©️Jeune Togo – (Lomé, le 3 janvier 2026) – L’affaire opposant le journaliste Mensah Assogbague, directeur du média d’investigation Togo 24, au Cabinet HED Consult, continue de défrayer la chronique judiciaire. Entre condamnations records en première instance et zones d’ombre procédurales devant la Cour d’Appel de Lomé, le dossier suscite l’indignation des défenseurs de la liberté de la presse.
C’est un feuilleton judiciaire qui semble ne pas vouloir finir. Initiée en juillet 2022, la bataille juridique entre Mensah Assogbague et Hugues Xolali Agbemefa Ahoomey-Zunu, directeur du Cabinet HED Consult, est entrée dans une phase décisive devant la Cour d’Appel de Lomé. Mais pour de nombreux observateurs, le déroulement des audiences soulève de graves interrogations sur l’équité du procès.
Rappel des faits : Un article à 250 millions de francs CFA
Tout commence le 15 juillet 2022. Le journal Togo 24 publie une enquête intitulée : « Des tickets falsifiés vendus aux touristes à la Cascade de Womé (Source locale) ». S’estimant lésé, le Cabinet HED Consult engage des poursuites judiciaires pour diffamation.
Si la Haute Autorité de la Communication et de l’Audiovisuel (HAAC) a décliné toute compétence dans ce dossier, le tribunal d’instance à compétences civile et correctionnelle de la ville de Kpalimé est allé vite, et fort. Le 7 juin 2023, après 11 mois de procédure, le journaliste est condamné à verser la somme vertigineuse de 253,8 millions de F CFA (dont 250 millions au titre de dommages et intérêts), un montant jugé « disproportionné » et « punitif » par les organisations de défense des droits de l’homme.
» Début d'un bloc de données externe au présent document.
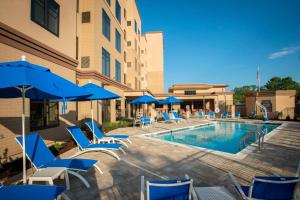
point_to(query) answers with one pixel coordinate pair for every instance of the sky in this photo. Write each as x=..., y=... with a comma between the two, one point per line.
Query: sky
x=224, y=41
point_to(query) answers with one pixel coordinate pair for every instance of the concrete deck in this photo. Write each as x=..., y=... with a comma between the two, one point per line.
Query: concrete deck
x=157, y=160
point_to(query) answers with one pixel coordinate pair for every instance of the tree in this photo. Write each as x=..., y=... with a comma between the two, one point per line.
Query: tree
x=287, y=83
x=239, y=95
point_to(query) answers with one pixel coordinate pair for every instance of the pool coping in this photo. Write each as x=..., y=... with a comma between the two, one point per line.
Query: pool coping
x=240, y=155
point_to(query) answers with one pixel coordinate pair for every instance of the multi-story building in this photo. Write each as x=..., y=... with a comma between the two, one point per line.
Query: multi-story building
x=96, y=41
x=45, y=32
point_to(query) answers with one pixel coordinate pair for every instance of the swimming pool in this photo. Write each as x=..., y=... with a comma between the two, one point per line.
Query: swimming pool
x=230, y=137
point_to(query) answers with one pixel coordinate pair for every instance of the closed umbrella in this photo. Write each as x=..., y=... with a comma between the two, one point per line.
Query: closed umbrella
x=27, y=80
x=171, y=100
x=97, y=93
x=145, y=99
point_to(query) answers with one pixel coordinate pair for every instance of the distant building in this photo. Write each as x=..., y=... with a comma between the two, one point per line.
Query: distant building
x=280, y=104
x=206, y=97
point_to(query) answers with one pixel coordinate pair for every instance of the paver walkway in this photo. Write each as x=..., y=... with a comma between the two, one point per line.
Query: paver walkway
x=157, y=160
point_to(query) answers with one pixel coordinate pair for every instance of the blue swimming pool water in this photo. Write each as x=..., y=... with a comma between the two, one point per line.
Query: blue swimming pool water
x=230, y=137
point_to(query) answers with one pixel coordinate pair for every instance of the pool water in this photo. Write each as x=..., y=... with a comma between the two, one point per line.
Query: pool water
x=230, y=137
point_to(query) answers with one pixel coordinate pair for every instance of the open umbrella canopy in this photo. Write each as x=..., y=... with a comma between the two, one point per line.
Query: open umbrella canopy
x=170, y=100
x=97, y=93
x=24, y=79
x=144, y=100
x=39, y=82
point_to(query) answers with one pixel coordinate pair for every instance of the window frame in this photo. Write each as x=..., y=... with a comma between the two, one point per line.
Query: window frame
x=118, y=44
x=118, y=71
x=105, y=60
x=106, y=19
x=46, y=14
x=118, y=14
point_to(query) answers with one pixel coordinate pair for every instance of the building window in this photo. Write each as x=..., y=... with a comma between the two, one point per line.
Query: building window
x=46, y=14
x=135, y=26
x=267, y=104
x=135, y=83
x=105, y=25
x=105, y=63
x=85, y=17
x=190, y=92
x=118, y=11
x=118, y=41
x=118, y=71
x=85, y=62
x=43, y=114
x=105, y=110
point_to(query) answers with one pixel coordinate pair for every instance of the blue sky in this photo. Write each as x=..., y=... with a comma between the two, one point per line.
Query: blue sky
x=223, y=41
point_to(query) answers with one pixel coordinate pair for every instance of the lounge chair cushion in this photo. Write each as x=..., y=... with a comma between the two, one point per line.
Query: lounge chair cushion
x=169, y=192
x=99, y=133
x=119, y=136
x=41, y=156
x=75, y=163
x=272, y=191
x=30, y=192
x=105, y=146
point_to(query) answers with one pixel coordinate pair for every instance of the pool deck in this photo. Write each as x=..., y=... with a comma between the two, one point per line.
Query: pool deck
x=157, y=159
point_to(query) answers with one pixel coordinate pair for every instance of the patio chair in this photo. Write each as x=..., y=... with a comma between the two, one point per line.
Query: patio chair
x=166, y=189
x=146, y=121
x=85, y=146
x=99, y=134
x=167, y=118
x=41, y=158
x=200, y=114
x=32, y=192
x=269, y=187
x=211, y=114
x=176, y=116
x=237, y=115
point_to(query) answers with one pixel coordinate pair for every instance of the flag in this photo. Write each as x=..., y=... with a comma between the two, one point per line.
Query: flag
x=258, y=74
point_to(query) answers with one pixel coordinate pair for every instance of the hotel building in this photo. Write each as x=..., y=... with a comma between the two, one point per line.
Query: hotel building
x=98, y=41
x=84, y=41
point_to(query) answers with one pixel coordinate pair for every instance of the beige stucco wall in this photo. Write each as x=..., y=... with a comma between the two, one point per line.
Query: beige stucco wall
x=155, y=67
x=282, y=102
x=16, y=14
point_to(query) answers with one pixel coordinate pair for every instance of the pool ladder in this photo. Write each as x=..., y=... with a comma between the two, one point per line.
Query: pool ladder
x=258, y=134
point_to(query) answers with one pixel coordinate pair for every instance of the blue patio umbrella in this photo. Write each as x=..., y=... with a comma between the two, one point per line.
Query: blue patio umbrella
x=145, y=99
x=171, y=100
x=97, y=93
x=27, y=80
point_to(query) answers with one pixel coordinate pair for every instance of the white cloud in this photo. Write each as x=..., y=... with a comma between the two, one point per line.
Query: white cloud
x=283, y=52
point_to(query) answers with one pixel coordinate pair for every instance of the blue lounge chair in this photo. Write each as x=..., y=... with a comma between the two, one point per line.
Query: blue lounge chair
x=166, y=189
x=200, y=114
x=85, y=146
x=176, y=117
x=237, y=114
x=41, y=158
x=146, y=121
x=99, y=134
x=269, y=187
x=167, y=118
x=31, y=192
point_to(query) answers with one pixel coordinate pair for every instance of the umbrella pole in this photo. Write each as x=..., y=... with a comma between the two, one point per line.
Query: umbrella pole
x=23, y=134
x=93, y=125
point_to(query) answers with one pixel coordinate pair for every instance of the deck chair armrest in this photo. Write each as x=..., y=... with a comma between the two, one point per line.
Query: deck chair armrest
x=237, y=186
x=142, y=195
x=194, y=195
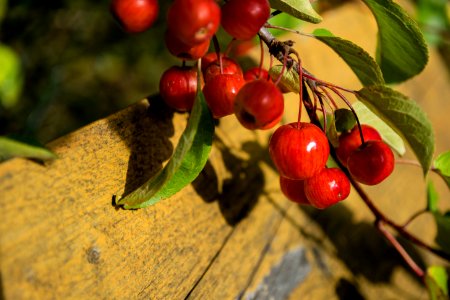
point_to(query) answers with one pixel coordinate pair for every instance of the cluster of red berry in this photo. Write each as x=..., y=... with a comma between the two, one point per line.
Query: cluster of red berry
x=251, y=96
x=299, y=150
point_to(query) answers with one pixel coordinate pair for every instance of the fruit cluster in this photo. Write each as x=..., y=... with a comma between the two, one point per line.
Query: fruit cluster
x=299, y=150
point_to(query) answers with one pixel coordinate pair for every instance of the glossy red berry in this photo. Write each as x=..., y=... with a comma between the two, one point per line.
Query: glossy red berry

Des audiences en appel marquées par l’opacité
Depuis l’ouverture du procès en appel le 11 juillet 2024, la procédure semble s’enliser dans des paradoxes administratifs. Jusqu’au 11 septembre 2025, la partie civile est restée absente des audiences. La Cour justifiait cette absence par un défaut de retour des exploits d’huissier, alors même que le plaignant, libre de ses mouvements, aurait été aperçu à plusieurs reprises dans les locaux du tribunal.
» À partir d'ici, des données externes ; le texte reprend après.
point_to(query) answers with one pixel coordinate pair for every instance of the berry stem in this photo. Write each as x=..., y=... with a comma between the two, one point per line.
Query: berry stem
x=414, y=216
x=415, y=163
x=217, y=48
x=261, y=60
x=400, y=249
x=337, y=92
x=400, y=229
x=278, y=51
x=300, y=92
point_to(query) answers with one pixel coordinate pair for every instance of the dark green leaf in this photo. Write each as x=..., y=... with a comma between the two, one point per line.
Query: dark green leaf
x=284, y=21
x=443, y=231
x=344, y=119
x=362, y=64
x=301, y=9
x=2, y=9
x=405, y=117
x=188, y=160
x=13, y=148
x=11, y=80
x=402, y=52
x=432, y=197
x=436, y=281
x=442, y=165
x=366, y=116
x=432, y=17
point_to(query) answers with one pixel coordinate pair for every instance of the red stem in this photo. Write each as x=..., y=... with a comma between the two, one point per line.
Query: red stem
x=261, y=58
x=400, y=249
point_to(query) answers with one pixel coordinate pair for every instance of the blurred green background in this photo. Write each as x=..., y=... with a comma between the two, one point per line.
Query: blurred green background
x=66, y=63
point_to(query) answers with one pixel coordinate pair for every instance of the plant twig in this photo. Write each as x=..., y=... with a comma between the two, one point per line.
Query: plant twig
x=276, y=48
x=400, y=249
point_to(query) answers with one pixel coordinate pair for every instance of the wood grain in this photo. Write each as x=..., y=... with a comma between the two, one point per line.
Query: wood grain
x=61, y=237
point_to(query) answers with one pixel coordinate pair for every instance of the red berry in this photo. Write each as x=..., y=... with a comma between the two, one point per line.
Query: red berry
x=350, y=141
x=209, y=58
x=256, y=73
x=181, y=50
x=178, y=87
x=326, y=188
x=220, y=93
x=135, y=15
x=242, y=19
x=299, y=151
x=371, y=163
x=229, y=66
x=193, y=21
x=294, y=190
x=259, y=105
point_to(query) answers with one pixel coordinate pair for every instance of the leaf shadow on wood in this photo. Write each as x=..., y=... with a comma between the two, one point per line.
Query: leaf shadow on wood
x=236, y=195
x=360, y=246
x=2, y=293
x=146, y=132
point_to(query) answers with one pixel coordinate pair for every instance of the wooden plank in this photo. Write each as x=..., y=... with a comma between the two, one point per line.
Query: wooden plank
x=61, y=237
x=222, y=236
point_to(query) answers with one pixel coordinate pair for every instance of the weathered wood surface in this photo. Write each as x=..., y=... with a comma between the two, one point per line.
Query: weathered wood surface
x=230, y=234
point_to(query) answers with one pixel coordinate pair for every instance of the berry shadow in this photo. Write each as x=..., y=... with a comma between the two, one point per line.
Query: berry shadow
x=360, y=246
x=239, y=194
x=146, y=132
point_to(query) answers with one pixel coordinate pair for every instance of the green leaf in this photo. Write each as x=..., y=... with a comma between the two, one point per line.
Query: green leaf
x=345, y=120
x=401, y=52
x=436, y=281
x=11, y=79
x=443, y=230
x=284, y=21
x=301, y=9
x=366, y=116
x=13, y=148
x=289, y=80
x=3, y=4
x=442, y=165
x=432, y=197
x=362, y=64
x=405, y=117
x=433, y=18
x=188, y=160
Plus troublant encore, le prévenu dénonce une rencontre informelle qui a eu lieu le 12 juin 2025 entre la partie civile et son propre avocat, Maître Claude Kokou Amegan. Un rapprochement qui, selon Mensah Assogbague, s’apparente à une trahison et un conflit d’intérêts manifeste.
Un renvoi ultime au 8 janvier 2026
Lors de l’audience du 11 septembre 2025, la défense avait sollicité une mise en délibéré face aux absences répétées du plaignant. Toutefois, le président de la première chambre administrative a choisi d’accorder une « dernière chance » à la partie civile en renvoyant l’affaire au 13 novembre dernier.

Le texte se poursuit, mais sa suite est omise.